Title

Random Forest Classifier on Census Dataset

Abstract

This code block trains a random forest classifier on the Census dataset and obtains predictions for both, the validation data and a holdout dataset. It uses Features FSelect, previously selected using L1 regularization with a cost of 0.01 and hot encoding applied at a min frequency of 15. The classifier is evaluated using accuracy score on validation and holdout datasets, and explains 100 predictions.

Data

The Census, CensusHoldout datasets were used and FSelect features were used. tr_xy, tr_x, te_x, tr_y, and te_y variables are created from the data using pandas. The Census dataset contains both numerical and categorical features.
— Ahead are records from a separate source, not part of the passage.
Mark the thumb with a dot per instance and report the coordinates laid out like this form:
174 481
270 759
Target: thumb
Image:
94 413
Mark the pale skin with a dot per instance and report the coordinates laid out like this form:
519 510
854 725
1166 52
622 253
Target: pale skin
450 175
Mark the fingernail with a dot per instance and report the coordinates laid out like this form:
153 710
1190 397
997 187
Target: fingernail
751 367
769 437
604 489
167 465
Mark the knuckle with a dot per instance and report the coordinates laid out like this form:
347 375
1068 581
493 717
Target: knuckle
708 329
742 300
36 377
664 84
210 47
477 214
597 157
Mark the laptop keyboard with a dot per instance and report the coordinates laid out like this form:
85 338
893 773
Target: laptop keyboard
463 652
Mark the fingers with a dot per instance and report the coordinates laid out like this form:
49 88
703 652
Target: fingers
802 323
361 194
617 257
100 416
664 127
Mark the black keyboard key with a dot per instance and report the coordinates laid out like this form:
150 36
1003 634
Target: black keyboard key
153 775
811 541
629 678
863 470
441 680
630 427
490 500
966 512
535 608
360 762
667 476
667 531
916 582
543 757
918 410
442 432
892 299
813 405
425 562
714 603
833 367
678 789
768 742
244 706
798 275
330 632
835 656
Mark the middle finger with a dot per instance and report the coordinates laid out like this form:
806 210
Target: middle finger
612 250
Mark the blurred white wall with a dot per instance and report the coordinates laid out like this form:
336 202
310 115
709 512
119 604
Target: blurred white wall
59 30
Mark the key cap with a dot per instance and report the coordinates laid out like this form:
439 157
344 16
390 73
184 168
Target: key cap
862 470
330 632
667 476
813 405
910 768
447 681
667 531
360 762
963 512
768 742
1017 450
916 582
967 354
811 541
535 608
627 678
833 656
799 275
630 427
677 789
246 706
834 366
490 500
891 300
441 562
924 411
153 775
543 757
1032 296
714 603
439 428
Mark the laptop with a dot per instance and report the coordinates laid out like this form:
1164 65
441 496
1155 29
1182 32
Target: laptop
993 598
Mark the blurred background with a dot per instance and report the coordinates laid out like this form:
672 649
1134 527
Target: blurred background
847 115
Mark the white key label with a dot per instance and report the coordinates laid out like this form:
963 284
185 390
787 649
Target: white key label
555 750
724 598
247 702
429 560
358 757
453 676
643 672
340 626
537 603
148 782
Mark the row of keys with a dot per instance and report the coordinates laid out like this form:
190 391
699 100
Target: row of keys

The target label of the data is "target".

Method

The random forest classifier algorithm has been used for this analysis. One-hot encoding is applied to the categorical columns with a minimum frequency of 5.

Models & parameters

Random forest classifier pipeline is created with one-hot encoding with a minimum frequency of 5, followed by quantile transformer for the integer features which are used to train the random forest classifier. n_estimators = 5, min_samples_leaf = 10, are the parameters used.

Result

model accuracy on validation set: 0.853, model score on holdout data: 0.848

Observation

This code block trains a random forest classifier on the Census dataset with feature importance calculated using L1 regularization and hot encoding. The classifier is evaluated using accuracy score on validation and holdout datasets, and the feature importance of 100 predictions is explained. The result shows that the model has a score of 0.848 on the holdout data which could be considered fairly good. The dataset could benefit from some preprocessing such as missing value imputation and normalization.